Asambleas con retiro en toda la provincia + Acto en Capital
🕚 De 11 a 15 hs
📍 ACTO en CAPITAL
* 11.30 hs 👉 Concentración de todos los edificios en Tribunales I (explanada de Caseros)
* 12.00 hs 👉 Concentramos en la Legislatura de Córdoba para acompañar el acto junto a la CGT Historica
La medida nacional incluye una movilización a Plaza de Mayo y acciones en todo el país. En Córdoba, la CGT Histórica convoca a movilizar nuevamente a la Legislatura provincial, con la adhesión de las distintas centrales sindicales, lo que anticipa una importante expresión del movimiento obrero.
El proyecto impulsado por el Ejecutivo vulnera principios básicos de la Ley de Contrato de Trabajo, flexibiliza y precariza las condiciones laborales y favorece de manera casi unilateral al sector empresario. La experiencia histórica demuestra que este tipo de reformas no generan empleo registrado, sino más precarización y desigualdad. La flexibilización laboral impulsada en la década del 90 nos dejó el pico de desocupación más alto de nuestra historia nacional. Tras el eufemismo de “modernización” quieren aplicar de manera unilateral las mismas recetas que ya han fracasado en nuestro país. El crecimiento y desarrollo económico y una buena labor de fiscalización contra el empleo informal y la evasión fiscal laboral, son las mejores herramientas que han resuelto a lo largo de nuestra historia el problema del desempleo, del empleo precario o de los y las trabajadores pobres de la Argentina.
Si bien la reforma está orientada principalmente al empleo privado, las y los trabajadores judiciales no estamos exentos de sus consecuencias. Entre los riesgos más graves se encuentra la posibilidad de que la justicia sea incluida como “servicio esencial o trascendental”, lo que implicaría coberturas obligatorias del 50% o 75% y, en los hechos, una fuerte restricción al derecho de huelga, con habilitación de sanciones.
Asimismo, el proyecto avanza sobre el derecho de protesta y la organización sindical, imponiendo restricciones a la realización de asambleas en los lugares de trabajo, reduciendo las franquicias horarias de delegados/as y limitando la tutela sindical únicamente a cargos titulares, excluyendo suplentes y candidatos/as.

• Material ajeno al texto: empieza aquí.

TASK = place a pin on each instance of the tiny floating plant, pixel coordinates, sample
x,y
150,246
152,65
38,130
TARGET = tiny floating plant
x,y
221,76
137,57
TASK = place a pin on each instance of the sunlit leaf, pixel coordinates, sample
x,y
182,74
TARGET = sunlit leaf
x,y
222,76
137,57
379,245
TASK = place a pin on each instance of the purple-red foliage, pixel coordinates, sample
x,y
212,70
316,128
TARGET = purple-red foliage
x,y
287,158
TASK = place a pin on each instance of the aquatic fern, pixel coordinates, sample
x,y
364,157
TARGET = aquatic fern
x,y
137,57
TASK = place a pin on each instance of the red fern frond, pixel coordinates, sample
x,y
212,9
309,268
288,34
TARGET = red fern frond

Estas medidas afectan directamente la actividad gremial y pueden tener impacto en el ámbito público y judicial.
Este “clima de época” ya muestra consecuencias concretas en distintas provincias: persecución sindical y eliminación de las paritarias judiciales en Mendoza, intentos de reducción de la feria judicial en la Pampa, reducción efectiva de la feria y aplicación discrecional de su modalidad por el TSJ de San Luis, limitaciones a los aportes sindicales y avances sobre la representación gremial de las y los judiciales de Rio Negro. En Córdoba, este contexto se expresa también en el intento de descargar exclusivamente sobre las y los trabajadores estatales el déficit de la Caja de Jubilaciones.

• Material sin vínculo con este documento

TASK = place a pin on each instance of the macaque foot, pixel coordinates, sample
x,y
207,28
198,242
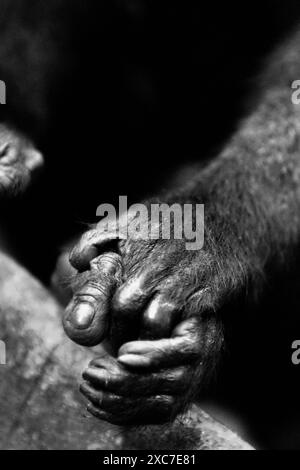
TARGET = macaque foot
x,y
159,304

Los puntos más cuestionados de la reforma laboral
El proyecto del Ejecutivo introduce cambios de fondo a la LCT y a la Ley de Asociaciones Sindicales. Entre los aspectos más rechazados por el movimiento obrero se destacan:
• Desalarización del ingreso, mediante tickets canasta.
• Salarios atados a productividad y mérito, sin contemplar licencias, tareas de cuidados ni condiciones reales de trabajo.

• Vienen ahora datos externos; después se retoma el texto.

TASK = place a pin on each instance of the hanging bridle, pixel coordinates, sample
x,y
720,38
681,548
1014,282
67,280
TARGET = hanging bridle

• Flexibilización horaria y banco de horas, que rompe la jornada laboral y afecta la salud y el derecho al descanso.
• Vacaciones fraccionadas, con impacto directo en la vida familiar.
• Fin de la ultractividad y prioridad de convenios por empresa, debilitando a los gremios nacionales y generando sistemas laborales de primera y segunda por región.
• Restricciones a asambleas en los lugares de trabajo, atacando el derecho de protesta.
• Ampliación de los servicios esenciales, con el riesgo de incluir a la justicia y vaciar de contenido el derecho de huelga.
Las y los trabajadores no somos el problema. Exigimos el respeto por los derechos laborales conquistados y el cese de políticas regresivas. Finalmente, la CGT Nacional adelantó que, de aprobarse esta reforma, impulsará acciones de inconstitucionalidad por vulnerar derechos consagrados en la Constitución Nacional.